I was not sure what to write for X. Most places beginning with X are in China and I have not travelled to China. But I have been to Leicester in Leicestershire, England and stood at the site where, after 527 years, the body of King Richard III of England was exhumed.
We arrived in Leicester on 29th July 2014 and were fortunate to be able to go through the newly completed King Richard III Visitor Centre which had opened its doors to the public on July 26th 2014. The centre which is on the site of Greyfriars, the medieval friary where the King was originally buried, showcases the life of King Richard III and the story of how his remains were discovered in 2012. It is quite a story!
King Richard III was killed on August 22nd 1485 in the final battle of England’s Wars of the Roses at Bosworth Field in Leicestershire. He was England’s last Plantagenet king and now the kingship went to Henry Tudor who became King Henry VII. Richard’s naked body was unceremoniously slung across the back of a horse and taken into Leicester and put on public display for all to see that he had been defeated and was dead. Shortly afterwards he was buried, without ceremony, without a coffin, without a shroud and certainly not in any way fitting for a king, in the church of the Franciscan Friars, the Grey Friars, in Leicester.

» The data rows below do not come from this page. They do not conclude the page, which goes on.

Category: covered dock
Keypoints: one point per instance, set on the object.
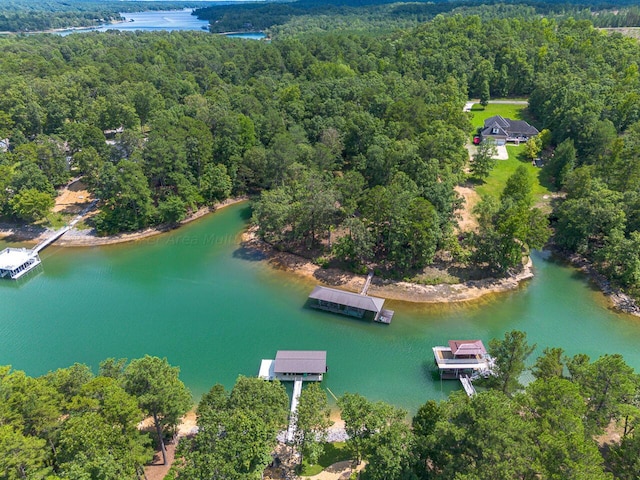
(16, 262)
(350, 304)
(289, 365)
(295, 366)
(462, 357)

In 1538, the Friary was dissolved and the church demolished. Remember in the last blog on Whitby we talked about the dissolution of the monasteries after Henry VIII sundered England from the Roman Catholic Church and then went about seizing and destroying monasteries? Well this was part of the same destruction. The land was sold to a wealthy local and became private property, eventually becoming a car park of the Department of Social Services in Leicester.
Arguably England’s most controversial King, Richard has been portrayed by Shakespeare as a Machiavellian monster in his Richard III play and accused of murdering his nephews at the Tower of London, known in history as The Princes in the Tower saga.

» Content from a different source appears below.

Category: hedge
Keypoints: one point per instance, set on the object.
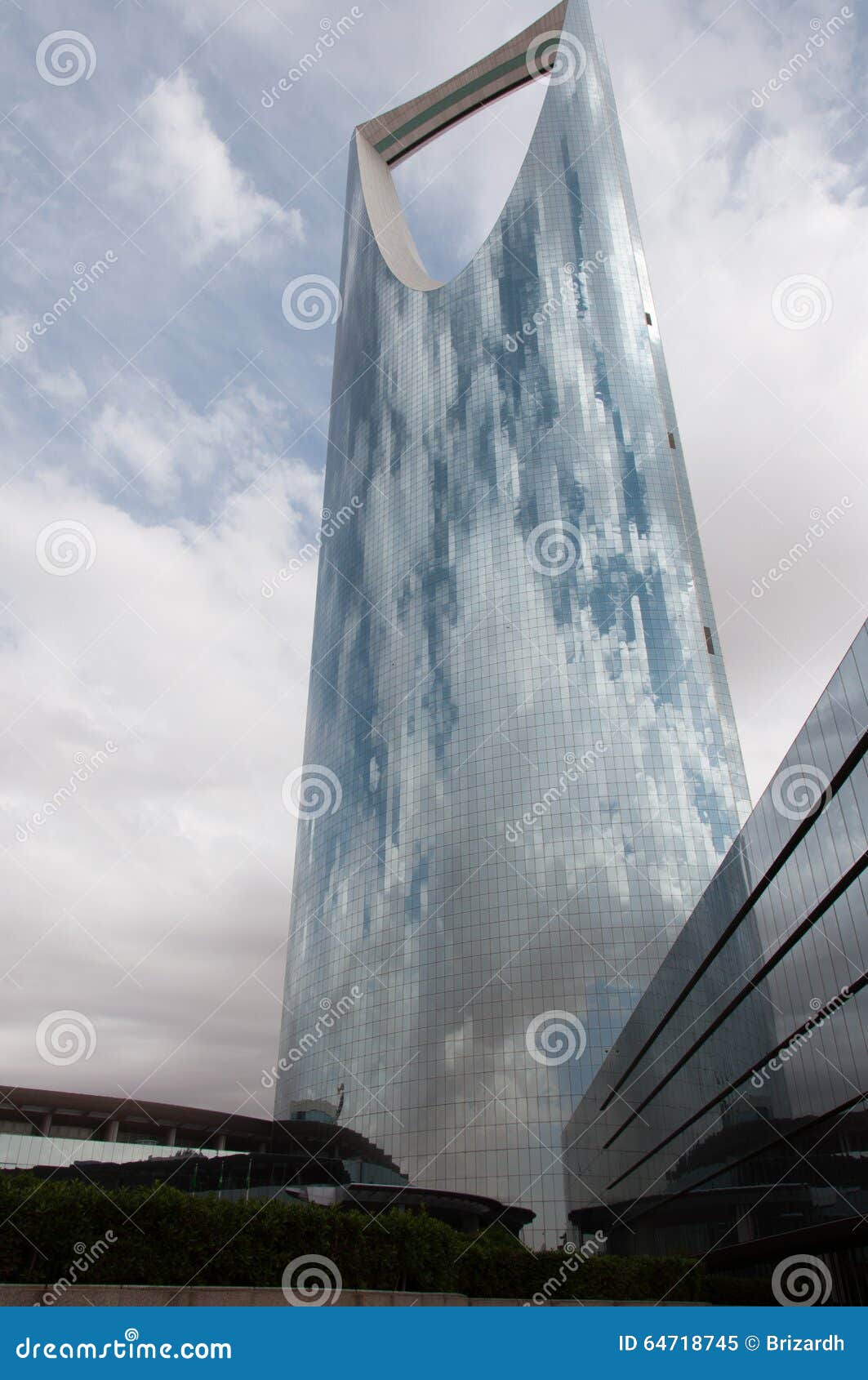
(164, 1237)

Nevertheless, throughout history Richard III has had his supporters who believed none of this Tudor propaganda and this culminated in the 1924 establishment of the Richard III Society.
I quote the Richard III Society mission statement:
The Society aims to promote in every possible way research into the life and times of Richard III and to secure a re-assessment of the material relating to this period, and of the role in English history of the monarch. The Society believes that many features of the traditional accounts of the character and career of Richard III are neither supported by sufficient evidence nor reasonably tenable.
My husband has been a keen Richard III champion since he was in his 20s and the unfolding of the Richard III story and the subsequent discovery, in September 2012 of Richard’s body in the car park beneath the letter R, was for him both an exciting and emotional journey. To stand at the place from where Richard was exhumed was the absolute highlight of our visit to Leicester.
We also visited Leicester Cathedral where plans were being made for the Royal burial of King Richard III which occurred on March 26th 2015; only 530 years too late.
Humorously the title: Richard III: Hide and Seek Champion 1485-2012 has been given but as Philippa Langley, who instigated the project to dig for Richard said, “In the second parking bay, I just felt I was walking on his grave,” … “I can’t explain it.” https://www.theguardian.com.
Maybe Richard just wanted to be found!